Examples of some common soil moisture sensing instruments include (Table 1, page 2):
Sensors must be in direct contact with undisturbed soil in order to provide accurate readings. During installation, damage to roots and soil structure should be minimized and air voids, large roots, rocks, and other obstructions should be avoided. All soil moisture sensors should be calibrated in the field for the specific soil type, even if the manufacturer suggests otherwise. Laboratory calibrations of the devices are often made on re-packed soils, where tight soil-access tube contact is ensured and variability in the soil is minimized. These laboratory measurements may not be transferrable to your field, particularly for the capacitance or other FDR sensors. Field calibration can provide more accurate readings because the sensor is placed in the actual soil to be measured.
For representative readings, measurements should be taken from representative soil types, within the active crop root zone, and away from high spots, depressions where water may collect, and slope changes. Soil water content may vary greatly within a field, so multiple measurements throughout the field and at appropriate depths will be required to reduce errors. A greater number of readings will be needed with soil moisture sensors that measure smaller volumes of soil, such as with capacitance probes.2
When choosing locations in the field to measure soil water, it may be more cost effective and efficient to take measurements in areas where soil and plant properties are most representative of the field. The depth to which a particular method can measure soil moisture and the resolution at increasing depths should also be considered. Ideally for irrigation scheduling, soil water should be measured to well below the maximum depth of root water extraction, though this is not always attainable with most soil water measurement methods.
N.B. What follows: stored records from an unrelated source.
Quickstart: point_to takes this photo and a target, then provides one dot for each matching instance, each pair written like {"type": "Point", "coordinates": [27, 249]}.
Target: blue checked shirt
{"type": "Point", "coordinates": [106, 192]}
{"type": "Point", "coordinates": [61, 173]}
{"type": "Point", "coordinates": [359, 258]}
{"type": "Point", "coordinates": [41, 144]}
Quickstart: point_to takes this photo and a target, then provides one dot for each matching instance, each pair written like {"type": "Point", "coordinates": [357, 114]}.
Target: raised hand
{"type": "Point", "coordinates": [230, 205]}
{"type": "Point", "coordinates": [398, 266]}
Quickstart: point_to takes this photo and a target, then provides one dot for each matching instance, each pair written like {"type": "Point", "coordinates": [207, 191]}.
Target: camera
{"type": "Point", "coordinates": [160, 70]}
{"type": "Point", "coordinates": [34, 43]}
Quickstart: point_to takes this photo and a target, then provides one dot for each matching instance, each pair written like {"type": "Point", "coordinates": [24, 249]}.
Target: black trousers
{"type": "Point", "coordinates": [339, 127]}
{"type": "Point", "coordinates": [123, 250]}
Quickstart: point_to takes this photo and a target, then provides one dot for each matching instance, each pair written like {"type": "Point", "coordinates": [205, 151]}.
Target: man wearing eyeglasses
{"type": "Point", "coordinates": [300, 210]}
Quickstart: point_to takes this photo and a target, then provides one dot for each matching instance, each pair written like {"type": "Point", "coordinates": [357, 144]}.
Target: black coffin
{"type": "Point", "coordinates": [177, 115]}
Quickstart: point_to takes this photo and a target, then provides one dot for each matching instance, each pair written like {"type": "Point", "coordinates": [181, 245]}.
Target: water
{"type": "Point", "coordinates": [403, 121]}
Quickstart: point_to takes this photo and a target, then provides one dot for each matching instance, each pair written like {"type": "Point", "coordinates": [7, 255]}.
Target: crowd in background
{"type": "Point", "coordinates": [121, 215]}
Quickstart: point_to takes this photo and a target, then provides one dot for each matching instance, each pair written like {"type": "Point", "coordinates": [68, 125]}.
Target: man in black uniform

Conventional TDR is one method that allows the flexibility of deeper measurements.
Typical installations include one or more sensors for each foot of active rooting depth. The variability among soil samples increases as soils dry, indicating that more measurements will be needed for accuracy as soil water content reaches the Management Allowable Depletion (MAD).3 The latter refers to the amount of water allowed to be depleted from the root zone before irrigation is scheduled. The MAD is usually given as a percentage of maximum water-holding capacity of the soil. At the time of irrigation, the soil water deficit should be less than or equal to MAD.